It would be a reasonable request – to want to work out alone – but the problem is, I don’t want to leave.
I want to stay in Loncey’s company. Not because I want to watch more sweat slide down their body, even if it surprisingly doesn’t make me want to vomit. But because I want to be as normal as possible with them. I want to be normal now with them because last night I was anything but normal.
And they helped me. They really helped me.
I want to do the same for them, especially knowing that their sister is in hospital.
“Are you trying to get rid of me?” I kick up one of my eyebrows. Of course I’m going to make my not wanting to leave about them, not me.
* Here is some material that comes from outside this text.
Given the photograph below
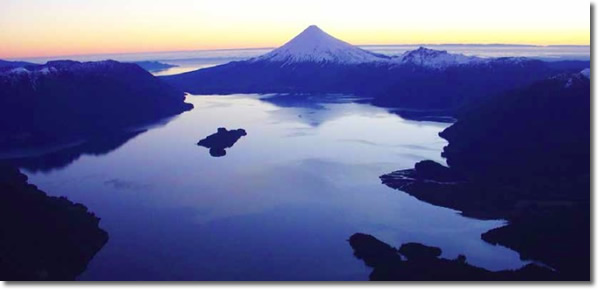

Their face falls. “No, not at all, I just… this can’t be much fun for you.”
I run a hand through the air next to my body. “I’m currently lying flat on my arse eating crisps. This is pretty much the perfect way to spend a day.”
“Especially after you nailed your keynote speech,” they say as they stand off the machine. After wiping it down they approach me. “I haven’t said that to you yet. I should have. You fucking nailed it, Maeve.”
“It wasn’t too dull? Too uninteresting? Too… asexual?”
They give me an admonishing look. “What is dull about being asexual? And your speech was anything but uninteresting. You had a whole room of sex workers re-thinking their relationship with sex. That’s not an easy or simple thing to do.”
“But is it helpful? Was I not rocking the boat, being a bit, you know, confronting?”
“By making people realise that compulsory sexuality is a thing? A thing that holds most of us back in one way or another?” Loncey steps even closer but I’m very aware of how they stop before they’re close enough to touch me. I’m also very aware of how they stay standing, tall above me as I look up at them. “You’re doing them a favour.”
Loncey's words land somewhere deep inside me and I want to spend time chewing on them, processing them, but I don’t want to do it now while Loncey is standing over me, an expectant look on their face. I don’t know why but I suddenly want to talk about the thing I’ve spent the last hour deliberately not talking about.
“So, last night,” I begin.
Loncey’s eyes land on mine. “Yeah. Last night.”
“Was that… was that weird for you?”
Loncey’s head-shake is immediate and resolute. “Not at all.”
“Okay.”
“Was it weird for you?”
“Yeah, of course it fucking was.” I move the bag of Cheetos off my stomach and move to sit up. “I’ve never done anything like that with anyone else before.”
“Not even… ex-partners? Ex-lovers?”
“Jesus,” I roll my eyes, “I wouldn’t call any of the hopeless eejits I’ve dated in the past partners or lovers.”
I expect Loncey to laugh at that but their face looks anything but amused. “I’m sorry to hear that,” they say. “That’s a real shame.”
“Well, I’m pretty sure I was a disappointment to them too.”
“Maeve.” Loncey’s voice has an edge to it that I don’t really want to hear.
“I’m just stating a fact,” I explain. “Anyway, I wanted to er, well, thank you for last night. I’m not sure if it should or shouldn’t have but doing… that with you last night, it made me feel more normal.”
“Sex shouldn’t make you feel normal,” Loncey says and his voice is all softness now.
“I know. I mean, I think I know that. Logically, but still, being told something else for most of your life, it still leaves me kind of confused about it all.”
Loncey nods. “I get that. It’s the same for me and gender. I still find myself feeling like I should be a proud Black man, like I’m letting that side down bynotbeing a proud Black man.”
“But you know you’re not, right? You know you can’t be something you’re not just because the world tells you that’s what you should be?”